Долгое время соседский дом был выставлен на продажу. Об этом свидетельствовал огромный красный банер с желтой надписью, растянутый на заборе. С годами банер выцвел, и прилично поистрепался ветром, а потом пропал. Вероятно, дом наконец продался. Я и сам здесь бывал не часто, но за семь лет владения этой дачей ни разу не наблюдал никого из соседей.
— Это дом моей прабабушки! Он достался мне в наследство.
— Вроде бы он продавался!
— Не продался, — кривовато усмехнулась женщина и наконец выдрала из цепкой пасти своей крыски мой изжёванный сланец. — Думаю, что мы в расчеты, — проговорила она и передала мне тапок.
— Агрессивный он у вас? — засунул испорченную обувь в раскрытый мешок со строительным мусором, искоса поглядывая на скалящеюся собачонку.
— Да нет! Он просто слишком детьми «залюблен» был, они в свое время его так замучили, что у него слегка крыша поехала.

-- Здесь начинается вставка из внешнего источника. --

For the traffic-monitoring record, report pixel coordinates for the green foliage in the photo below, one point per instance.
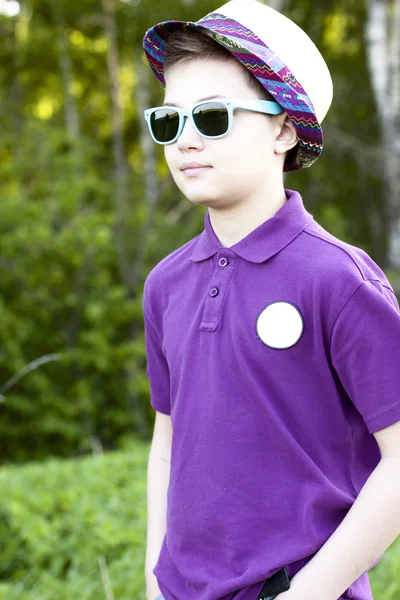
(58, 518)
(62, 288)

— Зачем же вы детям живую игрушку купили?
— Да не мои дети! Дети моей коллеги. Он кусаться стал и гадить по углам. И нерадивые хозяева его продать решили, — Нина погладила крысеныша по холке и тот прикрыв свои выпученные глаза разомлел от удовольствия.
— Как ваша нога? Я сделал короткую анестезию… Болит?
— Немного, — Нина посадила собачку в плетёное кресло стоящее в тени дерева. — Хотите чаю? Или чего посерьёзнее, — бросила взгляд на маленькие часики на запястье, — уже и позавтракать можно.
И хоть за последние пару лет я уже успел позабыть, что такое завтраки. В то утро у меня язык не повернулся отказаться.